Learning to Resist: Educational Counter-Narratives of Black College Reentry Mothers
Source: Teachers College Record, Volume 115 Number 4, 2013
The purpose of this study was to examine the schooling experiences of five Black college reentry mothers.
This study also aimed to explicate the ways in which the participants theorize and make meaning of the complexities of their lives, particularly in regard to the intersections of race, college reentry, and motherhood.
Research Design
The current study is part of a larger study which investigated the influence Black women's college reentry had on their lives and their daughters’ educational choices.
The study reported in this article, then, includes data from individual interviews with the five mothers from the original study as they focus on their college reentry experience and motherhood.
Findings
Contrary to what some researchers assert about schools not providing welcoming spaces for Black women to develop an optimistic sense of self, the reentry mothers in this study viewed college enrollment as a crucial step toward positive self-definition.

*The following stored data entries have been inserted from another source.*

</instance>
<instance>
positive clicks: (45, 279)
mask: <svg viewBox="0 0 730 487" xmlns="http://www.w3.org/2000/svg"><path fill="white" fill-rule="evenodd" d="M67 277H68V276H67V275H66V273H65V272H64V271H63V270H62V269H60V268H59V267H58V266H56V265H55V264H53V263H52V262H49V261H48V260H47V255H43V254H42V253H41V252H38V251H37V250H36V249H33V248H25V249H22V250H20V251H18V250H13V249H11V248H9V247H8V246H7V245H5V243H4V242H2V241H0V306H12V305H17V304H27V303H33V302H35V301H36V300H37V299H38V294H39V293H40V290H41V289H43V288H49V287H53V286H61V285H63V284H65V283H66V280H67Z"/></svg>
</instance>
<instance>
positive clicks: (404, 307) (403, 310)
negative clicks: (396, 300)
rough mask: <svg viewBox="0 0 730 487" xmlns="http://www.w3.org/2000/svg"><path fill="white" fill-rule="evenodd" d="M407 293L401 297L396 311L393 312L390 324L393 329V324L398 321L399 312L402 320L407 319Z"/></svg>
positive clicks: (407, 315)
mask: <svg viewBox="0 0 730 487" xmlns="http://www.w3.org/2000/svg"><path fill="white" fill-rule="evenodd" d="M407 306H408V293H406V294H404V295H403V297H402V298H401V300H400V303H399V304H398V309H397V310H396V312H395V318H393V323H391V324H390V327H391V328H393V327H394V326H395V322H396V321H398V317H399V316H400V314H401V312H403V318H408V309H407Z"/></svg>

The participants believed their college reentry served as counterpoint to the three stereotypes about Black mothers discussed in this article: the mammy, the matriarch, and the welfare mother/welfare queen.
The counter-narratives these mothers offered to the three stereotypes suggest that there are psychological barriers to their academic success: fear of belonging, self-doubt, fear of marginalization, racism, sexism, negative stereotyping.